Foreign couples in particular have long held commitment ceremonies in scenic Italy, particularly in Tuscany, despite the law against gay marriage, and the market for honeymoons and civil union ceremonies will likely expand if the law is passed, according to tourism professionals. In the United States, for instance, after the Supreme Court legalized gay marriage across the nation in June 2015, tens of thousands of couples who had waited years to be legally married joined a wedding industry worth $51 billion nationwide, according to Fortune.

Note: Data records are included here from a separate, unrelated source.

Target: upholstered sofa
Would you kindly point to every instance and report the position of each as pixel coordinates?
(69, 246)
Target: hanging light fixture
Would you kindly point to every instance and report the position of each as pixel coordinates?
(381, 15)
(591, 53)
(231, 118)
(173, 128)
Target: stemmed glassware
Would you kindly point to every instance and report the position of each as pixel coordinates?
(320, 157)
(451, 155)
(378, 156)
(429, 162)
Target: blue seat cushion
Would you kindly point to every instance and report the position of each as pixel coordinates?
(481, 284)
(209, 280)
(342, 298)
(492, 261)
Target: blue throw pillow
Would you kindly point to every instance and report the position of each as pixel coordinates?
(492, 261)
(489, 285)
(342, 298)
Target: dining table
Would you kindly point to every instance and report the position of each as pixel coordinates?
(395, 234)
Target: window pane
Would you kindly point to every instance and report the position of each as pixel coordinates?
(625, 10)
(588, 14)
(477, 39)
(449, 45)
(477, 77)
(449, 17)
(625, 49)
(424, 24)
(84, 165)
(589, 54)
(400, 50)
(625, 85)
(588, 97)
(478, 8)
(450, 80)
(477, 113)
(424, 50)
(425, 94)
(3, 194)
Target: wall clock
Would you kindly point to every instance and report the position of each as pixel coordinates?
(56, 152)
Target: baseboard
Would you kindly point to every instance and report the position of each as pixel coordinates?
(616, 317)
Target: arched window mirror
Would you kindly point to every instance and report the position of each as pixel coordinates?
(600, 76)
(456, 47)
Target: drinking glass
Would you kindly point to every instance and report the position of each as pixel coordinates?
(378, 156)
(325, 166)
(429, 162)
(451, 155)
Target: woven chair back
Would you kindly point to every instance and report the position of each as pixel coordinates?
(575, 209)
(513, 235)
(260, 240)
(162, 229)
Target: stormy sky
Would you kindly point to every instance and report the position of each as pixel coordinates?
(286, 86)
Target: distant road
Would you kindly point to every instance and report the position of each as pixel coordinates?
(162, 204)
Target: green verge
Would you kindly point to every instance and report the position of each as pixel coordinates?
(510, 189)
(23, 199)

Gay couples were projected to add upwards of $200 million to the U.S. economy in wedding costs and tourism alone, according to a series of reports by the Williams Institute, an independent think tank studying sexuality, based at UCLA law school.
“We have had clients who have celebrated their symbolic ceremony, after being legally married in their hometowns, in Italy. Often these couples choose the frame of some of our great cities, such as Bellagio,” said Alessio Virgili, chief executive of Quiiky, an Italian gay travel operator that is perhaps best known for its tours of the Vatican that view the art of the Catholic Church through a gay perspective.
Other LGBT couples have often chosen more gay-friendly countries such as Germany over Italy, Virgili said. But the civil union bill could bump gay tourism in Italy by as much as 15 percent, according to research by Quiiky. “We are confident that if this law were approved, Italy could have the opportunity to attract new tourist flows,” he said.